Ukrainian historiography, and before it Polish historiography, however, wishes to correct the notion that Russia has a genuine claim to ancient Rus history. According to the Ukrainian historiographical tradition that was established at the turn of the XX century by the Ukrainian historian Mykhailo Hrushevsky, Ukraine was really “Ukraine-Rus”. It was not born with the Cossack Rebellion in the Polish-Lithuanian Commonwealth in the 1648, as it has generally been assumed, but had a millenarian history. Muscovy, that it is Russia, on the contrary was guilty of unlawfully having expropriated Ukraine of its history when Peter the Great renamed Muscovy into the Russian Empire in 1721.
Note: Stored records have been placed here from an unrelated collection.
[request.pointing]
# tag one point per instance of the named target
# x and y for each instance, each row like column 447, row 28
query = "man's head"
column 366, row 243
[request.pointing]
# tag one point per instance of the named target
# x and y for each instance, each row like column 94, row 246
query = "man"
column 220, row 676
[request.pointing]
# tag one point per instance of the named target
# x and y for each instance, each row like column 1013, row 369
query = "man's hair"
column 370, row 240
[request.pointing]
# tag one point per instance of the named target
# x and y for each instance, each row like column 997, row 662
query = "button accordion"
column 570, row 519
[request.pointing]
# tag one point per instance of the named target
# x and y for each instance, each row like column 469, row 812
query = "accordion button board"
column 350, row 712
This narrative has become the dominant one in Ukraine over the years. Even a recent article in the Ukrainian version of the US Congress financed Radio Svoboda titled “How Muscovy became Russia? On the 300th anniversary of the «theft» of the name of the Ukrainian people” quotes a number of Ukrainian historians accusing Russia of having stolen Ukraine’s history.
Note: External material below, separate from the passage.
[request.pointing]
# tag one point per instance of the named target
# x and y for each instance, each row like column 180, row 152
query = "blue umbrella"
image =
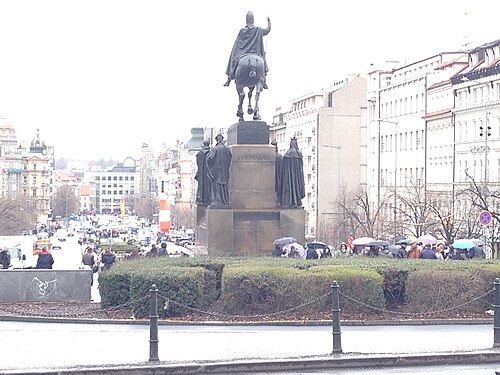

The Ukrainian narration bases on the fact that ancient Rus was centered around Kiev, its most important city for about 3 centuries and that Moscow, the capital of contemporary Russia, was not founded until the XII century. The Rus, however, included not only Ukraine, but was a constellation of different principalities that spread from the Black Sea up until the Baltic Sea in the North. Indeed Novgorod, was one of the most important cities of the Rus and its first capital for a few years before Oleg of Novgorod, son of Rurik, the founder of the Rurik dynasty, the first dynasty of Rus rulers, came and conquered Kiev in 882 and proclaimed it “mother of Rus cities”.

The Rus that existed for about 4 centuries was far from united though. Constant feuds between different princes beleaguered the lands of the ancient Rus for centuries. Well before being destroyed by the Mongols in 1240, Kiev had already suffered a significant loss of importance. Until its final collapse following the Mongol attacks starting in the first half of the XIII century, the ancient Rus included territories and principalities that occupy the most part of today’s European Russia. Excluding Russia from the common Rus legacy would be wrong just because of that.

Moreover, the rulers of Grand Duchy of Vladimir and of what became the Grand Duchy of Muscovy were direct descendants of the Rurik dynasty, the Rus ruling family. Contemporary Ukrainian historiography attempts to portray Moscow and Muscovy as a byproduct of the Mongol occupying forces, not of the Rus. Vladimir-Suzdal and Moscow did accept Mongol overlordship but so did large parts of the Rus after 1240, including the Kingdom of Galicia–Volhynia in the South-West, even if only for about 80 years and not for almost 2 centuries and a half like Muscovy.

By the XIV century, Kiev had been liberated from the Mongols, but was incorporated into then expanding Grand Duchy of Lithuania. In 1299 the Metropolitan of Kiev and all Rus Maximus had already moved his official seat from Kiev to Vladimir in the North-East; finally, 26 years later, the Metropolitan would move to Moscow. This also shows a clear continuity between Rus and what later became the Russian Empire, the forefather of contemporary Russia.

Ukrainian and Polish historians before them have been trying for centuries to portray Moscow as an entirely alien body usurping the tradition of the Slavic and Christian Rus. As we have seen before, this clearly represents a distortion of basic historical facts. It is very hard not to see the Rus element of Moscow and Muscovy before Peter the Great. The distortion can only be an intentional one.

Continuity between Rus and Russia does not mean that Russia is the sole heir of the ancient Rus. It does not necessarily mean that today’s Russians and Ukrainians have to be considered as one people either. Like many large polities of the past, the Rus dismembered and, on its territories, new nations were formed within new political boundaries. But there is still a clear line between Rus and Russia. Contemporary Ukrainians may be angered at their loss of power and prestige, because Kiev was for three centuries the major city in the old Rus. But to claim that Rus was just Ukraine and that Peter the Great stole Ukrainian’s history is a historical absurdity unworthy of any serious consideration.